The stress on "empty" is on the first syllable, It is a short "e"', not a schwa. My guess is you have misunderstood something somewhere along the line.
 
Thanks.
I know exactly what a schwa is. The point is that although I know /ɛ/ is short "e" , I read it is also "reduced sound, or a lax vowel".
 
Hello pangaea,

Maybe because of “American Accent Training,” I think you misunderstand the meanings of those technical terms. Actually, I skimmed through this book about a year ago, and I found that its content was not always phonetically accurate (judging from the reviews on Amazon, it seems to be quite popular though), so I recommend you check the meanings of “lax” and “reduced” once again with other sources, preferably textbooks on phonetics and phonology. Probably they say both /ʌ/ and /ɛ/ are “lax vowels,” and they CAN occur in stressed syllables. And as MikeNewYork and Roman55 said, neither /ʌ/ nor /ɛ/ is a “reduced vowel” but a “full (unreduced) vowel.”
 
In utter, the u is not a schwa, It's a short u. The e is a schwa. It's silent and just provides a vowel for the syllable.

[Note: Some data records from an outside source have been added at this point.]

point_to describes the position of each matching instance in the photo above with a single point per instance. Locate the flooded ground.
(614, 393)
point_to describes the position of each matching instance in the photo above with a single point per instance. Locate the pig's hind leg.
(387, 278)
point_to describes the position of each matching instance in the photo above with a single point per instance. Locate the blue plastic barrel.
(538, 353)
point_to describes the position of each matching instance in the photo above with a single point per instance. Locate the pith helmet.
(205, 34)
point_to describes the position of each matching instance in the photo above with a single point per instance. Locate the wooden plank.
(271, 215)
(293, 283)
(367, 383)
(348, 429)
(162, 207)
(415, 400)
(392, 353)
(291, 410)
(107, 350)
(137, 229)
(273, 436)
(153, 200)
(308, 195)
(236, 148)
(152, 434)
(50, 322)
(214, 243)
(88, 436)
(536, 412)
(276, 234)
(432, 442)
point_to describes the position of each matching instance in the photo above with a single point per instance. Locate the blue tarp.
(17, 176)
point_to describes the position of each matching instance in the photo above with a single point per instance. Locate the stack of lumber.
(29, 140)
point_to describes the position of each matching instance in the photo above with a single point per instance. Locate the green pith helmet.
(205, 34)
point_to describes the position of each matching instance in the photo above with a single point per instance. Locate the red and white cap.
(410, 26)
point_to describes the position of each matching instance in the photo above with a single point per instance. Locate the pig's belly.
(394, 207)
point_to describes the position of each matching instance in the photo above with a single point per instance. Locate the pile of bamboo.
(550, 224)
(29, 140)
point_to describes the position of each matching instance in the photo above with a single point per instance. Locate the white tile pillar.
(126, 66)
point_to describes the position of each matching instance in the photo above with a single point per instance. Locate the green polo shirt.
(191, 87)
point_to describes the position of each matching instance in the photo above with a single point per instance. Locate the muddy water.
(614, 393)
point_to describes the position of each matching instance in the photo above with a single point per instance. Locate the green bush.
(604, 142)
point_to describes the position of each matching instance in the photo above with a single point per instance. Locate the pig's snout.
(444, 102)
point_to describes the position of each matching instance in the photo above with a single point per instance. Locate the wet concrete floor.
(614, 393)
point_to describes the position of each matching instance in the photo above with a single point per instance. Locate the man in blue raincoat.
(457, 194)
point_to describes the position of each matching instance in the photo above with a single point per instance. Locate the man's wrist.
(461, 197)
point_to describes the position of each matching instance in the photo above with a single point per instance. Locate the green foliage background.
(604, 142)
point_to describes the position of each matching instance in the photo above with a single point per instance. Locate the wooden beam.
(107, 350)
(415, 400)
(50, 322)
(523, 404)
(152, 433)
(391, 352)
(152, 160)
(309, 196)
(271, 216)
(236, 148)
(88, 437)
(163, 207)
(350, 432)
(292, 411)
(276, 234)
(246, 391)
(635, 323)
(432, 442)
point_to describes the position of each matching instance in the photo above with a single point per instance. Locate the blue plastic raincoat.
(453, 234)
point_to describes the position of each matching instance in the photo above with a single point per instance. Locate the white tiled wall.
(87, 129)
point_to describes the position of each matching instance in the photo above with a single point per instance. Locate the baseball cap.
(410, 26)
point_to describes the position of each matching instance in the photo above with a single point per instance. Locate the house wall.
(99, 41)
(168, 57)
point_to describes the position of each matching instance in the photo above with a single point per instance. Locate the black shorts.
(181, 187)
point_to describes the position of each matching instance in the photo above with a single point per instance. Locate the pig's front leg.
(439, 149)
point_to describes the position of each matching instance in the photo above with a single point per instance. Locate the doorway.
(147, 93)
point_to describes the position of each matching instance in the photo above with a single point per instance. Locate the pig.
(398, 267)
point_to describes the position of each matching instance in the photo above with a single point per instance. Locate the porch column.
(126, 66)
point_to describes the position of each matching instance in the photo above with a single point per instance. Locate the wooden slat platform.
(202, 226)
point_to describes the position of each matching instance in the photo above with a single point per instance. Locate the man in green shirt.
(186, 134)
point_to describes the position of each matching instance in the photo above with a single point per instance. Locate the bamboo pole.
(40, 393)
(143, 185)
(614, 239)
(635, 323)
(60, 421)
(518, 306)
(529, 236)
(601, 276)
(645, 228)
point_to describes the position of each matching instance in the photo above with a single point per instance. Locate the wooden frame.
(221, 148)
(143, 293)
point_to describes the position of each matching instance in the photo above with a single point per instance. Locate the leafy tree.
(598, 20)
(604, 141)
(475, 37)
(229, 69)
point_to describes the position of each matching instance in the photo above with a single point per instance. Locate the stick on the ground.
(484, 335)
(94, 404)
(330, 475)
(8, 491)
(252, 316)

In empty, the e is not a schwa. It's a short e.

In both, the stress is very definitely on the first syllable - as it is in butter, gutter, stutter, mutter, clutter, cutter, and putter.

As you can see, all of us who responded agree. Trust us on this.
 
This is probably just a terminology difference, but I would not say that the schwa in "utter" is silent. It is unstressed.